Follow up with two breakfasts: “A few hours before the race have a hearty bowl of low GI cereal like oats. This provides sustained energy to keep you on the saddle for longer. Then add fast-fuel one hour to go: a muffin or pancake will do the trick.” Fifteen minutes before the gun fires, take a gel to keep energy levels topped up too. You can also sip on an energy drink for the hour leading up to the start.
Last Minute Cram?
If you’ve not trained as much as you’d hoped to and are tempted to squeeze in a few kilometres the week before race day, you’re better off using the energy to get your kit ready. “You gain no more fitness within a week of the race.
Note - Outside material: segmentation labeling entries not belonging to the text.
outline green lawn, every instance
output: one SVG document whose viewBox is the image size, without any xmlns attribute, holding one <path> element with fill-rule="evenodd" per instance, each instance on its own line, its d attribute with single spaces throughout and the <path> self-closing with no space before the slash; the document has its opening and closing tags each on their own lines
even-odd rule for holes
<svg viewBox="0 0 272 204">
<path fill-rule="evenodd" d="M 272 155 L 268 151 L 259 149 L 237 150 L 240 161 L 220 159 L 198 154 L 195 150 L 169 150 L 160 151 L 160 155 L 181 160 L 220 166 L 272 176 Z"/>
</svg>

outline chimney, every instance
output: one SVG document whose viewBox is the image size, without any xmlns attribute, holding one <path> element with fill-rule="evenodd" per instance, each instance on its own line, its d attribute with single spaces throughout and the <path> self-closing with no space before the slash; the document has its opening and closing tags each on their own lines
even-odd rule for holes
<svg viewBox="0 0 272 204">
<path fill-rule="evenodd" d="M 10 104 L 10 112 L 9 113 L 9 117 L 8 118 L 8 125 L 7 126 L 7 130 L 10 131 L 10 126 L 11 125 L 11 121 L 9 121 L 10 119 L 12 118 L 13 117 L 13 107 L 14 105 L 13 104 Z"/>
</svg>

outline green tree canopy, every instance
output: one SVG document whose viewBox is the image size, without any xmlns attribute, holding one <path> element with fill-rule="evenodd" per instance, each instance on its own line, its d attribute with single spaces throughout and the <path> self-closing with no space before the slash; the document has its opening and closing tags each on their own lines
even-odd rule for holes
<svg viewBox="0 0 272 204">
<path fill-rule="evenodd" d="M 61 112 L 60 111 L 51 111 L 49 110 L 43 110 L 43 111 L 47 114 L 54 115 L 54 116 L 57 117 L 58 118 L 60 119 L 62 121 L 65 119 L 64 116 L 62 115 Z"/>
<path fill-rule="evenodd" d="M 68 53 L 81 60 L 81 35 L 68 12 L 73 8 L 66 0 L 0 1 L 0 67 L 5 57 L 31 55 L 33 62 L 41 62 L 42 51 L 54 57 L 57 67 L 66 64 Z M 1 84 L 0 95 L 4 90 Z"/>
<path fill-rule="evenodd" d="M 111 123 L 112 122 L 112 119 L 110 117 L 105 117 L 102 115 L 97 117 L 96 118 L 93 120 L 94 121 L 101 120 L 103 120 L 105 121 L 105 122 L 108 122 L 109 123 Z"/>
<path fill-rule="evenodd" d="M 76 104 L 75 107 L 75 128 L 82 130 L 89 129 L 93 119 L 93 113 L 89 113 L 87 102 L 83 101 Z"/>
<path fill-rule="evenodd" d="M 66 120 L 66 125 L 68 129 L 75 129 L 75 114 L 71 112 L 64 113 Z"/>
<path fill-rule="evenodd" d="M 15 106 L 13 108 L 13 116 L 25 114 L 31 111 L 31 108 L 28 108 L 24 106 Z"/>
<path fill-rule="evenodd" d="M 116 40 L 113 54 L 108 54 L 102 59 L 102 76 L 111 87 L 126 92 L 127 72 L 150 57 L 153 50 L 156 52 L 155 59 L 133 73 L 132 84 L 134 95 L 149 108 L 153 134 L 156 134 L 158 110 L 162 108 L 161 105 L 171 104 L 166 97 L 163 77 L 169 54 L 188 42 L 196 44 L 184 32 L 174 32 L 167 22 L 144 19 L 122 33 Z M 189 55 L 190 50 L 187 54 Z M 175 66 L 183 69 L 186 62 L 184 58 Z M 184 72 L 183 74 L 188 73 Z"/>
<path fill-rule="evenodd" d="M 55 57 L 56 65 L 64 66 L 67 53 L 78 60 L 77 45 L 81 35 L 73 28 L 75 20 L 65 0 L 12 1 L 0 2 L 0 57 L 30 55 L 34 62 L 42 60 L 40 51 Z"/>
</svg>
That last week is for short punchy sessions that consolidate all the kilometres that you have put in over the past few months. Take Friday off and on Saturday go for a very easy warm-up ride of no more than 30 minutes, and include a few short one-minute sprints. This helps activate your muscles, without putting any strain on your body.”
Keep It Up In Down Time
Post-race keep your game plan. “It’s tempting to start celebrating once you’ve got your medal,” says Allen. Instead, hold off on the beer and reward yourself with a great tasting recovery drink like Powerbar Regenerate within 30–45 minutes of completing the race. “This replenishes energy, starts replacing electrolytes and repairs muscle breakdown.” You can take another recovery shake or energy bar two hours after finishing, especially if you finish between four and five hours. If you don’t replenish during this period you will delay your recovery and find yourself wanting to eat anything you can lay your hands on later on.